近づく死の気配
青く茂る野原にところどころに生えている木々、全体を見渡してもどこまでも続く広い草原・・・に俺は倒れていた。何が起きているのか理解できない。ここは日本なのか?それにしては空気が違うっていうか雰囲気が違うっていうか・・・だめだ、全く頭が回らない。とりあえず移動してみよう、そう思い倒れた体を起こすとゴトッと何やら重いものが落ちたような音がした。物音がした方向を見ると俺が倒れていたすぐ真横で藍色の布袋が落ちていた。周りを見渡しても持ち主らしき人影もないので布袋を手に取り中身を確認してみる。中に入っていたのは金色のコインが10枚、見たこともないデザインだ。金色のコインは500円玉くらいの大きさで中央にエンブレムらしき紋章が入っているがこれが何を意味するのかまったく分からない。
「俺こんなコイン持ってたっけ?コインのほかに何か・・・これは指輪?」
他に何か入っていないか中を漁ってみると指輪らしきものが2つ入っていた。2つとも腕はシルバーでセンターには丸みを帯びた石のようなものがはめ込んである。形状は共通しているがその石が2つとも異なっている。一方は紫色の石で中になにやら文字のようなものが。
「どーせ読めないんだろ・・・いや読めるぞ」
初めて見る言語の文字なのに不思議と頭の中で何を意味するのか入り込んできた。
「も・・・の・・・け・・・ろ・・・す。モノケロス?」
モノケロス?どこかで聞いたことあるような気がするが思い出せそうにない。一方が読めるということはもう1つも分かるのか?そう感じた俺は、もう一方の白い石がはめ込まれた指輪も確認することに。
「やっぱり読めるぞ。これはキグナス?」
やはりこちらも聞いた事がない。とりあえず2つの指輪に刻まれた言葉の解読はできた。何故コインと一緒に入っているのかは不明だがきっと価値のあるものに違いない。俺は何となくこの指輪を右の人差し指と中指にはめてみた。
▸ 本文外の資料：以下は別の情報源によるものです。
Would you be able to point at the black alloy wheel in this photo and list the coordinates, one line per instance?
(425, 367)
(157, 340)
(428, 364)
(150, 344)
「こんな感じか?きっと高く売れるとかそんな感じだろう。サイズがぴったりで驚いたけど。」
まるで俺専用に作られたような2つの指輪をしばらく眺め、俺は近くに人がいないか探すことにした。
「いないなー・・・」
俺が行動しはじめ20分ぐらいが経過したが、人どころか動物一匹見当たらない。もしかしてここは無人島なのか?ならば食料どうしよう・・・。海とか見つけて魚でも捕まえないとなのかな。
「まぁ俺魚アレルギーだけどな」
困ったな。魚が食えないのなら木の実しかないのか?正直空腹でも虫だけは食べたくない。今のところ空腹ではないが今後のことも考えなければ。それに今起きている不思議なことも。ここはどこで、何故ここにいるのか、俺の手にあるコインや指輪はなんなのか、俺は・・・俺は・・・。
今俺は重大な事に気が付いた。
「俺、名前なんだっけ?」
家族のことや学校のこと、過去に会った人のことは覚えているのだが、どうにも俺自身の名前だけが見事に抜け落ちている。こんなピンポイントな記憶喪失ってあるものなのか?確かこん・・・だめだ、これ以上思い出せない。まぁ人がいないなら自己紹介することもないしいいか。いずれ思い出すだろう。そんなことを考えている内に草原を越えて森林へと入っていた。森林と言っても一本道なので遭難することもなさそうだ。
「それにしても静かだな。人や動物がいないのはさっきからだが、鳥の鳴き声も聞こえない。一体どんな生態なんだろう」
最悪鳥でも捕まえて食べようかと思ったけどそれも無理そうだ。段々と木の実や虫を食べるビジョンが観えてきて憂鬱になる。どうにかならないものか________ん?今何か気配らしきものが感じた気がする。もしかして近くに何かいる?
ふと後ろを振り向くと見たことのない化け物が、まるで獲物を見るような鋭い目で俺の方へ近づいてきていた。